AP Statistics 6.6 Concluding a Test for a Population Proportion- FRQs - Exam Style Questions
▶️ Answer/Explanation
State: We want to perform a hypothesis test to determine if there is convincing evidence that the proportion of all students at Karen’s school who use the app for homework at least once per week is greater than \(0.22\). Let \(p\) be this true proportion. The hypotheses are: \[ H_0: p = 0.22 \] \[ H_a: p > 0.22 \] We will use a significance level of \(\alpha = 0.05\).
Plan: The appropriate inference procedure is a one-sample z-test for a population proportion. We need to check the conditions:
- Random: Karen took a simple random sample of \(130\) students. Condition met.
- \(10\%\) Condition (Independence): The school has more than \(2,000\) students. \(130 \le 0.10(2000) = 200\). Sampling without replacement is okay. Condition met.
- Large Counts (Normality): Check \(np_0 \ge 10\) and \(n(1-p_0) \ge 10\).
- \(130(0.22) = 28.6 \ge 10\)
- \(130(1-0.22) = 130(0.78) = 101.4 \ge 10\)
Condition met.

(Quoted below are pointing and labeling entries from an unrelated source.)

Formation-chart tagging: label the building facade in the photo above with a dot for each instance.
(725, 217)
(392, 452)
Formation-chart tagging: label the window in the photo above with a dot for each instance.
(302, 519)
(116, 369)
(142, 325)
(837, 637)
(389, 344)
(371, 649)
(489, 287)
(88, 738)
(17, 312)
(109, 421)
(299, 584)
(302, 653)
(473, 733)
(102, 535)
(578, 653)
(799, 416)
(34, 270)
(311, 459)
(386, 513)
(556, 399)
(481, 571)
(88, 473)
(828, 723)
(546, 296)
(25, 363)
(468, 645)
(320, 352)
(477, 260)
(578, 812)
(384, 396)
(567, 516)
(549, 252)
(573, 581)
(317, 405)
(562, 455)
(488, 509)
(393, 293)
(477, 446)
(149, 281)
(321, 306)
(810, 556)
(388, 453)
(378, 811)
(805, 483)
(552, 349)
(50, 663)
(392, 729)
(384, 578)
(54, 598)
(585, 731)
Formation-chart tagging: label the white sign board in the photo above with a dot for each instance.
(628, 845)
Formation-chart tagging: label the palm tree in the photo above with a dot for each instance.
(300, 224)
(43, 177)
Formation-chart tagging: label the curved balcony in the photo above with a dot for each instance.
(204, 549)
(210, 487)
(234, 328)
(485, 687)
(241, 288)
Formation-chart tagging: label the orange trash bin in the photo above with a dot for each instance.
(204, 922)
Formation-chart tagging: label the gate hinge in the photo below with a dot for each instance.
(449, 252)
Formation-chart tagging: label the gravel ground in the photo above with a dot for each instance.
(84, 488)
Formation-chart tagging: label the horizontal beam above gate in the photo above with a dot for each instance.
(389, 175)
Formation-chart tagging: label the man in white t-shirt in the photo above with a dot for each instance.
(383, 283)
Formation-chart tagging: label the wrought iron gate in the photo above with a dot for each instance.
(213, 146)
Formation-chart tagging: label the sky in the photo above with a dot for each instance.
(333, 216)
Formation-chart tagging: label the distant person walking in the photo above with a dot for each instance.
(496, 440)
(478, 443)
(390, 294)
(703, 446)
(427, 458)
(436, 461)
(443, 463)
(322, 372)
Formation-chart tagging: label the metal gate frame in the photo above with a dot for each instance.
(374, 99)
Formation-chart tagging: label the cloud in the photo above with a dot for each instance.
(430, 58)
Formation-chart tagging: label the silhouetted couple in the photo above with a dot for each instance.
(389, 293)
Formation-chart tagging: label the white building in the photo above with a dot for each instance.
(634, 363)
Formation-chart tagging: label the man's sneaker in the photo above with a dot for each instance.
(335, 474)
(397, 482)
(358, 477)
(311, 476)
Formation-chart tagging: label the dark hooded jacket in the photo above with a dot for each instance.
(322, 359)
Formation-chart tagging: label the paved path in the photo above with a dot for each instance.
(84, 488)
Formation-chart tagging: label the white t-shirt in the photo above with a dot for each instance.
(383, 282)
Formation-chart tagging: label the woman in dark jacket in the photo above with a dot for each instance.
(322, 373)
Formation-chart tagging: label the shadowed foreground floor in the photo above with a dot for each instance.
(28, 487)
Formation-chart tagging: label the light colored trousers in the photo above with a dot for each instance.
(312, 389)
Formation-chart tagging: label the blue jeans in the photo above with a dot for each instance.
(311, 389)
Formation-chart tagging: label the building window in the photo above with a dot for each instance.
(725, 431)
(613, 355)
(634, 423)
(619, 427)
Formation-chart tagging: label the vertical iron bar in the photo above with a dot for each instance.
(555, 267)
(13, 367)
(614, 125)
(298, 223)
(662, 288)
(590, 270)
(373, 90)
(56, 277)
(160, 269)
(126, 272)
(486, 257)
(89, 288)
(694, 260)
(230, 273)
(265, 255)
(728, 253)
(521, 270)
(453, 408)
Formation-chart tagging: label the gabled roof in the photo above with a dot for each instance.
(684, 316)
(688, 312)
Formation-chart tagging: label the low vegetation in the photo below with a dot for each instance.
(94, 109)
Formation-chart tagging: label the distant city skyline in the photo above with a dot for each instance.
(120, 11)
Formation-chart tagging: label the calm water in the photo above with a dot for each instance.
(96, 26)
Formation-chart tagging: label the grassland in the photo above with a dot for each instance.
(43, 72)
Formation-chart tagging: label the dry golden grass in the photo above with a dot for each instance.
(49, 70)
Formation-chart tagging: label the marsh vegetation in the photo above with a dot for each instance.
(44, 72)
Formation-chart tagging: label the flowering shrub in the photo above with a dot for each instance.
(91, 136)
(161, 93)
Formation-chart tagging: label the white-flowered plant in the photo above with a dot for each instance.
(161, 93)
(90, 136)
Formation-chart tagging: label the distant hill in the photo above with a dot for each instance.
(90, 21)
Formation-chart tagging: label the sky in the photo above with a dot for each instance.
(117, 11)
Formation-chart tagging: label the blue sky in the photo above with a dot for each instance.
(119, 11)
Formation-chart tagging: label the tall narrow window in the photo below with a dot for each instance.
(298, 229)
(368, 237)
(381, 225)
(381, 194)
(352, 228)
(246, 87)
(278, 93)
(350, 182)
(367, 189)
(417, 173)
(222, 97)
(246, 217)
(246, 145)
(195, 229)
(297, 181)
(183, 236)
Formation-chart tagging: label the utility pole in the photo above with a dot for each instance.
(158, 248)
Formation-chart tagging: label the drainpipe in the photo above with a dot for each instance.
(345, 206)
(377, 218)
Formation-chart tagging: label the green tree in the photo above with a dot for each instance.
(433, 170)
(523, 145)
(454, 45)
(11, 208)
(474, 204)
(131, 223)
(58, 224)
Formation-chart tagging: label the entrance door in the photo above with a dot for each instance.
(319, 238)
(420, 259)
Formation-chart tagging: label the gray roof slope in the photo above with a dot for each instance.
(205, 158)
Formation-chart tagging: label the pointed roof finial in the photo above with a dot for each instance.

The sampling distribution of \(\hat{p}\) is approximately normal.
Do: The sample proportion is \(\hat{p} = \frac{38}{130} \approx 0.2923\).
The standard error under \(H_0\) is: \[ \sigma_{\hat{p}} = \sqrt{\frac{p_0(1-p_0)}{n}} = \sqrt{\frac{0.22(0.78)}{130}} \approx 0.0363 \] The test statistic is: \[ z = \frac{\hat{p} – p_0}{\sigma_{\hat{p}}} = \frac{0.2923 – 0.22}{0.0363} \approx 1.99 \] The p-value is the probability of observing a test statistic \( \ge 1.99 \), assuming \(H_0\) is true: \[ \text{p-value} = P(Z \ge 1.99) \approx 0.0233 \]
Conclude: Since the p-value (\(\approx 0.0233\)) is less than the significance level (\(\alpha = 0.05\)), we reject \(H_0\). There is convincing statistical evidence that the proportion of all students at Karen’s high school who use the app to help them with their homework at least once per week is greater than the national proportion of \(0.22\).